On 6/6/2010 11:16 AM, rantingrick wrote:
Everyone knows i'm a Python fanboy so nobody can call me a troll for
this...

Non sequitor. It depends on your intention in posting this...

Python map is just completely useless. For one it so damn slow

Posting invalid speed comparisons stacked against the feature you are dissing is either trollish or lame.

> why even bother putting it in the language?

Map was put into the language about a decade before comprehensions and, I believe, zip. It encapsulates a basic functional programming idiom.

Consider the following snippet: (in 2.x, delete 'list(' and ...')'):

from operator import add
l1 = range(10)
l2 = range(15,30)
print(list(map(add, l1, l2)))
# [15, 17, 19, 21, 23, 25, 27, 29, 31, 33]

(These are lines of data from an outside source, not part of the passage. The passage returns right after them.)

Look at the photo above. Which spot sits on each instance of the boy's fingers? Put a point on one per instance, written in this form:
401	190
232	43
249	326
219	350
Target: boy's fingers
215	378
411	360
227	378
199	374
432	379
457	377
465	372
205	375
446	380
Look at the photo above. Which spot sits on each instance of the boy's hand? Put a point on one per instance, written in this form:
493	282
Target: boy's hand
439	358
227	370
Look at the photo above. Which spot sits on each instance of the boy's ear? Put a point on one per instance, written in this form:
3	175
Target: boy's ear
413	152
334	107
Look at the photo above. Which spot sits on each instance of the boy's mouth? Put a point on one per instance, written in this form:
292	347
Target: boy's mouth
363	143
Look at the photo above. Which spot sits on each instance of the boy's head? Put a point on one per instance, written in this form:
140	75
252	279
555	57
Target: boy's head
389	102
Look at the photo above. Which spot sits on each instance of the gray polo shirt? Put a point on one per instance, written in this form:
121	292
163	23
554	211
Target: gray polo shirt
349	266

Now replace map with a for loop, no zip or listcomp or genexp allowed.
Time how long it takes. Do you get it right the first time, as I did with the above?. Your replacememt may or may not *run* faster, but even if so, it will hardly be enough to make much different in most uses.

Maybe GVR should have taken it out in 3.0?

That may have been considered, but map is shorter than the alternative, some prefer it stylistically, it can be passed as a function argument (including to functool.partial), and its removal would have broken code without much gain. It is also handy for explaing generator expressions and comprehensions.